Shabnam Fayyaz, Afghanistan, Graduate School of Arts and Sciences. Fayyaz was born in 1996, the year the Taliban came to power, before fleeing to Quetta, Pakistan, where she lived in a refugee community. She is now focusing on human rights studies, with a concentration on refugees and forced migration.
Asaad Hanna, Syria, School of International and Public Affairs. Hanna is a strategic analyst and media advisor specializing in high conflict and crisis regions from Iran to Haiti. He served in the Office of the Chairman of the White Helmets and has worked with international think tanks and media outlets, including the Guardian, Al Jazeera English, and Al-Monitor.
Etsegenet Kedir, Ethiopia, Columbia School of Social Work. Kedir was a licensed, practicing lawyer prior to displacement, and her future career goals are to serve vulnerable groups of people through government-based policy changes.
Dawood Mayom, South Sudan, Columbia School of Social Work. Mayom has a bachelor's and a master's degree in economics. He founded and runs a nonprofit to bring technology to South Sudan.
Erick Rozo, Venezuela, School of International and Public Affairs. Rozo is an organizer for the Venezuelan diaspora in New York, New Jersey, and Connecticut, where he has been connecting and acting as a liaison for diverse initiatives, including demonstrations and forums to raise awareness on the Venezuelan crisis.
Sumar Frejat, (Syria/Iraq), School of General Studies. Sumar graduated from ‘’Al Arabi’’ music conservatory in Aleppo in 2009 and was then forced to flee from Syria to Iraq. He was then displaced again during his third year of medical school. He is now pursuing neuromedical science and medical school.

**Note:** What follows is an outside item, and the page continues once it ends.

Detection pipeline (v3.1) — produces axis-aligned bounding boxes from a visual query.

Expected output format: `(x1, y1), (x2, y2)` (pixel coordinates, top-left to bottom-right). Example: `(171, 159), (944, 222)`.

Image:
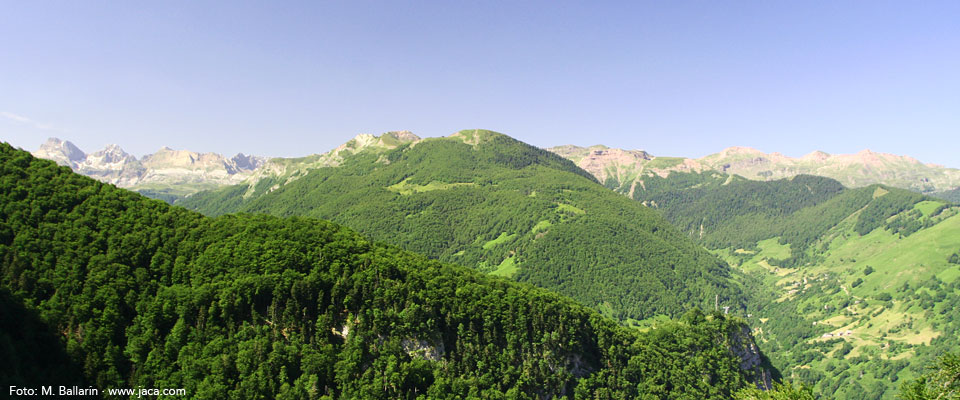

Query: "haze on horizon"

Sami Salloum, Syria, School of Professional Studies. Salloum is a human rights activist and published researcher on international humanitarian law and refugee law focusing on sectarianism and ethnic disparities and human rights abuses in the Middle East and North Africa region.

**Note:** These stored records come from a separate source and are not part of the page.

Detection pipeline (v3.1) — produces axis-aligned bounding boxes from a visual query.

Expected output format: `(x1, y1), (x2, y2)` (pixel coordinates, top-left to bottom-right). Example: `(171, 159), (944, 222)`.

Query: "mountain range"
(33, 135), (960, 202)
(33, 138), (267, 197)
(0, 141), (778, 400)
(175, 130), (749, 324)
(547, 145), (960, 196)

Otto Saymeh, Syria, School of General Studies. Saymeh is interested in arts and cultures and how architecture can improve the lives of people through the ethical concerns that architecture demands from designers in the context of climate change.
Fitwi Tesfahunei, Eritrea, Columbia Engineering. Tesfahunei is studying mechanical engineering, focusing on the design and control of automatic, robotic, and smart systems. He has a profound desire to have a major global impact through his work.
Helennara Qishen Xue, China, Graduate School of Arts and Sciences. Xue was a political prisoner and is a poet working on furthering the study of state censorship of popular culture.